Pejabat pemerintah dan keamanan sering memfasilitasi pelecehan dan
intimidasi terhadap kaum minoritas oleh organisasi militan, menurut
Human Rights Watch. Ini termasuk membuat pernyataan diskriminatif yang
telanjang, menolak mengeluarkan izin bangunan untuk rumah ibadah kaum
minoritas agama, dan mendesak jemaat minoritas untuk relokasi.
Tindakan-tindakan itu sebagian didasarkan aturan diskriminatif,
termasuk Penetapan Presiden No. 1 Tahun 1965 tentang penodaan agama,
yang hanya melindungi enam agama, serta keputusan menteri-menteri
tentang syarat membangun rumah ibadah , yang memberi hak kepada kelompok
mayoritas di satu daerah terhadap kaum minoritas. Warga Muslim Sunni di
beberapa daerah Indonesia Timur, yang mayoritas Kristen, juga jadi
korban aturan itu dan, dalam beberapa contoh, mengalami kesulitan izin
mendirikan masjid.
Lembaga-lembaga negara Indonesia juga berperan dalam pelanggaran
kebebasan beragama, menurut Human Rights Watch. Lembaga-lembaga negara
ini termasuk Kementerian Agama, Badan Koordinasi Pengawas Aliran
Kepercayaan Masyarakat (Bakor Pakem) yang menginduk pada Kejaksaan
Agung, dan lembaga semi-pemerintah Majelis Ulama Indonesia (MUI), yang
menggerogoti kebebasan beragama dengan mengeluarkan fatwa terhadap
anggota-anggota agama minoritas, serta memanfaatkan kedudukan mereka
untuk mendesak kriminalisasi terhadap “penoda agama.”
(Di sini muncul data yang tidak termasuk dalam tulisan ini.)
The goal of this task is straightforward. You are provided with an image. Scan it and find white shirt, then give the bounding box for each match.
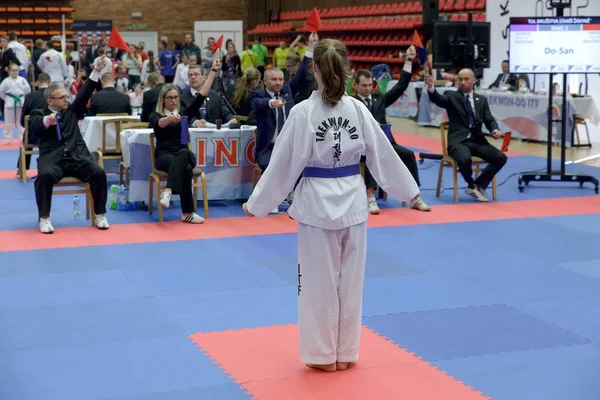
[248,91,419,230]
[0,76,31,108]
[8,40,29,71]
[173,63,190,89]
[38,49,69,83]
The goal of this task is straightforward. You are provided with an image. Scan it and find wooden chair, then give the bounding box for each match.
[435,122,498,202]
[52,177,96,227]
[119,122,148,186]
[252,129,262,188]
[19,115,40,183]
[148,132,209,222]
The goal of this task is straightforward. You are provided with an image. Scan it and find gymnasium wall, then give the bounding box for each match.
[71,0,249,43]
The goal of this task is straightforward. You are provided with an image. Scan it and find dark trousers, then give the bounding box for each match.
[34,156,107,218]
[156,149,196,214]
[360,143,421,189]
[448,135,506,190]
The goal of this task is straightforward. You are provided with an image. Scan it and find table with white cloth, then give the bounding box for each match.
[418,88,600,146]
[121,125,256,202]
[79,115,140,152]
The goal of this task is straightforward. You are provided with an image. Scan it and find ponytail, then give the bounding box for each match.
[314,39,350,106]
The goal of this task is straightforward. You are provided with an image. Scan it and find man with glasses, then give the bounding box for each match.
[29,57,109,233]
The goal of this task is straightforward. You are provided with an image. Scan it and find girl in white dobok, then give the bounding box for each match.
[0,64,31,144]
[243,39,419,372]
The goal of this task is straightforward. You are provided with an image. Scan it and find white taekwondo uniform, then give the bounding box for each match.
[247,91,419,364]
[0,76,31,142]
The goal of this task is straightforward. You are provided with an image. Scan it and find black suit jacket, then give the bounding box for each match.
[490,74,519,91]
[428,90,498,147]
[354,71,412,144]
[181,90,233,126]
[249,82,294,159]
[21,88,48,144]
[140,83,164,122]
[88,87,131,115]
[29,75,100,163]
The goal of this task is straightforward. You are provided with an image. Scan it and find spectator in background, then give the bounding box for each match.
[121,45,142,85]
[290,35,306,61]
[141,50,160,83]
[240,43,258,73]
[173,53,190,90]
[180,33,202,60]
[252,37,269,76]
[38,40,69,85]
[221,40,242,93]
[273,40,290,77]
[8,32,29,78]
[158,40,175,83]
[226,68,264,125]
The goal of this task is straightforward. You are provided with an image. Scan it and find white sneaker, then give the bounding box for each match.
[96,214,110,230]
[181,213,204,224]
[159,192,171,208]
[465,187,490,203]
[40,218,54,233]
[369,199,381,214]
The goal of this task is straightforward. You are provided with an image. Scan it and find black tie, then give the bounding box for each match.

Naiknya kekerasan terhadap minoritas agama—dan kegagalan pemerintah
bersikap tegas—melanggar UUD 1945, yang menjamin kebebasan beragama,
maupun hukum internasional. Kovenan Internasional Hak-hak Sipil dan
Politik, yang diratifikasi Indonesia pada 2005, menetapkan, “Orang-orang
yang tergolong dalam kelompok minoritas tidak boleh diingkari haknya
dalam masyarakat, bersama anggota kelompok lain, untuk menikmati budaya
mereka sendiri, untuk menjalankan dan mengamalkan agamanya sendiri.”
Setara Institute, lembaga yang memantau kebebasan beragama di
Indonesia, melaporkan naiknya kekerasan pada minoritas agama, dari 244
pada 2011 jadi 264 pada 2012. Wahid Institute, kelompok sipil lain yang
juga berbasis di Jakarta, mendokumentasikan 92 pelanggaran kebebasan
beragama dan 184 peristiwa intoleransi agama pada 2011, naik dari 64
pelanggaran dan 134 peristiwa intoleransi pada 2010.
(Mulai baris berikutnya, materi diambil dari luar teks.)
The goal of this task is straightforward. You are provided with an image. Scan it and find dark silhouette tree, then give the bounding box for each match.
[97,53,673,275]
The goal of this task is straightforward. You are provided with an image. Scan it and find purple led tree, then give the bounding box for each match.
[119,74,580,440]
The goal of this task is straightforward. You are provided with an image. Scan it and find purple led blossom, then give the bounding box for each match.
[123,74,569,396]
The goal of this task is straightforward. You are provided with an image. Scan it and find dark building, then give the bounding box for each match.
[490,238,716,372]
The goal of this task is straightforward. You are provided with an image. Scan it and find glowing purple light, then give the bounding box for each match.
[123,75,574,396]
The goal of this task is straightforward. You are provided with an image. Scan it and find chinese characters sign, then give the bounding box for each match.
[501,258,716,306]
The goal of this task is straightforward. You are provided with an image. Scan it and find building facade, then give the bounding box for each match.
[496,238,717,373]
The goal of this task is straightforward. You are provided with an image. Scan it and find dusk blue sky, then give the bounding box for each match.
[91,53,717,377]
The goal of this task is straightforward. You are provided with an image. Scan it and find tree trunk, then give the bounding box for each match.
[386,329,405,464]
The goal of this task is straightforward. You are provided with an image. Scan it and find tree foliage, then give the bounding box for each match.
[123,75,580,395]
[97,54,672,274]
“Presiden Yudhoyono harus mendukung kebebasan beragama sebagai
prinsip pemerintahannnya, dan memastikan para pejabat pemerintah untuk
tidak mempromosikan pelanggaran terhadap minoritas agama,” ujar Adams.
“Lembaga-lembaga donor untuk Indonesia harus mengambil sikap bahwa
kegagalan membela kebebasan beragama sebagai masalah mendesak.”
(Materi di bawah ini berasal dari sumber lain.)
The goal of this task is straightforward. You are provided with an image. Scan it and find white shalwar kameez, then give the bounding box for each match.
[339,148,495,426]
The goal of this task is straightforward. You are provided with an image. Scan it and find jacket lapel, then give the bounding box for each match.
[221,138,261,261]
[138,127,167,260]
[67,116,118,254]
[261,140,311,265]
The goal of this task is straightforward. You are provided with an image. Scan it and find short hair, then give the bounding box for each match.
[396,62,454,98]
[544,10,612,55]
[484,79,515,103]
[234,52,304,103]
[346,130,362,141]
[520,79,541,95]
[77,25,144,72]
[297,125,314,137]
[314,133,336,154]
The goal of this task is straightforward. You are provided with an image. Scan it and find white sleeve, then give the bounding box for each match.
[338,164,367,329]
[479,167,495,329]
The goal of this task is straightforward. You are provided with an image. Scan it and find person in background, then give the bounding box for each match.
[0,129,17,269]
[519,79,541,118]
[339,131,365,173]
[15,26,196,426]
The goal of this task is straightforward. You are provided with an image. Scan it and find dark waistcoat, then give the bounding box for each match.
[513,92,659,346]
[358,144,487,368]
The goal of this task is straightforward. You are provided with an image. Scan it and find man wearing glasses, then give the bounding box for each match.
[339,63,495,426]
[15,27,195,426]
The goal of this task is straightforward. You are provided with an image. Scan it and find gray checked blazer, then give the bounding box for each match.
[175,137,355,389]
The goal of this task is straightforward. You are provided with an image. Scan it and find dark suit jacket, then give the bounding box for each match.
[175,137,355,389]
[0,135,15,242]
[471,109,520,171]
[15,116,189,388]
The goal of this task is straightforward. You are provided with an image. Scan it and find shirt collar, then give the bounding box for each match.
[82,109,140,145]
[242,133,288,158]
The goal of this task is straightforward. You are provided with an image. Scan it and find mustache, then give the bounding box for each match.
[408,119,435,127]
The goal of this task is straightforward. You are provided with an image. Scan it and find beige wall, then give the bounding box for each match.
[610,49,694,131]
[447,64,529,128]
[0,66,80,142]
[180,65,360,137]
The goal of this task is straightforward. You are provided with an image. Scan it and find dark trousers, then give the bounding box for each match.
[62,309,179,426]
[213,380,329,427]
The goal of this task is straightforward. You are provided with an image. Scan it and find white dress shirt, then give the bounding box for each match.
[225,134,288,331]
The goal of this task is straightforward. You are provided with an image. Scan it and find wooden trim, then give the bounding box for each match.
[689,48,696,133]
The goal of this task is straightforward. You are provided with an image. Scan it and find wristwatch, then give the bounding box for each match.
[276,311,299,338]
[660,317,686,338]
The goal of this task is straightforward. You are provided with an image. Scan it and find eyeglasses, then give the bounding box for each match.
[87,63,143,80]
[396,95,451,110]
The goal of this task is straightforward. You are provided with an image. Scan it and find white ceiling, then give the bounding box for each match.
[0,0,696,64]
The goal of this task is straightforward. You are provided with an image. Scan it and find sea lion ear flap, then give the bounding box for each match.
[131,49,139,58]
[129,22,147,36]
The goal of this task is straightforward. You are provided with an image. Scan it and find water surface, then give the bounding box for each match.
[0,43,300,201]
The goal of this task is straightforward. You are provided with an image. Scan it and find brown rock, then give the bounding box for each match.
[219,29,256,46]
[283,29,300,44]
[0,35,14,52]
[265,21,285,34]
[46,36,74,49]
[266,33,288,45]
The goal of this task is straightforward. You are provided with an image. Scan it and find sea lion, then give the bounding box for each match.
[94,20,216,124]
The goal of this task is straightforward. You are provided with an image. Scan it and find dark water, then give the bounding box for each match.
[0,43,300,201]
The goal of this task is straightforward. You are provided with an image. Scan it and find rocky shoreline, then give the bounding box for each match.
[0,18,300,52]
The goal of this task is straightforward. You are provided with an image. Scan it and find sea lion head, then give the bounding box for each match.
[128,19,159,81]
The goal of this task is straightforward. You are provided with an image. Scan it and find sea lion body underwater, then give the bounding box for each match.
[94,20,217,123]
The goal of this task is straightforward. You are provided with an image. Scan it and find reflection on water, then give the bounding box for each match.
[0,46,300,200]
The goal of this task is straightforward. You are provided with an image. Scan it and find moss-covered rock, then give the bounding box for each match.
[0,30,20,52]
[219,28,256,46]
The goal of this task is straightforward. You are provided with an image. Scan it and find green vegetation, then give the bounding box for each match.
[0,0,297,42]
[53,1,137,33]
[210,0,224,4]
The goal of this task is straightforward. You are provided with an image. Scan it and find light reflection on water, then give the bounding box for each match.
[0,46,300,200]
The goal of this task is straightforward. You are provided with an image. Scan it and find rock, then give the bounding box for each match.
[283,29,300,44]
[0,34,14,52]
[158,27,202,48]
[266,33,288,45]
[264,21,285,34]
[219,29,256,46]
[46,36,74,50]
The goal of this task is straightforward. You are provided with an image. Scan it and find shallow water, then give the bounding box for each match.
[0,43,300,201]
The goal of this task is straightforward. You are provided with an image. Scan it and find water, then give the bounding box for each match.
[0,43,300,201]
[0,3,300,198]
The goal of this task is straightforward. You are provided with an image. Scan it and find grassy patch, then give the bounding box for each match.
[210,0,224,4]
Kesaksian dari “Atas Nama Agama”
“Mereka menyeret saya dari sungai. Mereka pegang tangan saya dan
melepas sabuk saya dengan parang. Mereka lepas kaos, celana dan kaos
dalam saya. Saya hanya pakai celana dalam. Mereka ambil uang Rp 2,5 juta
dan Blackberry saya. Mereka lepaskan celana dalam saya dan mau memotong
alat kelamin. Saya terbaring posisi bayi. Saya hanya berusaha
melindungi muka saya, tapi mata kiri saya ditikam. Kemudian saya dengar
mereka teriak, ‘Sudah mati, sudah mati.’” —Ahmad Masihuddin, warga
Ahmadiyah 25 tahun, korban luka berat dalam serangan massa di Cikeusik,
Banten, pada 6 Februari 2011, setelah polisi di lokasi kejadian
membiarkan serangan. Tiga kawannya tewas dibunuh.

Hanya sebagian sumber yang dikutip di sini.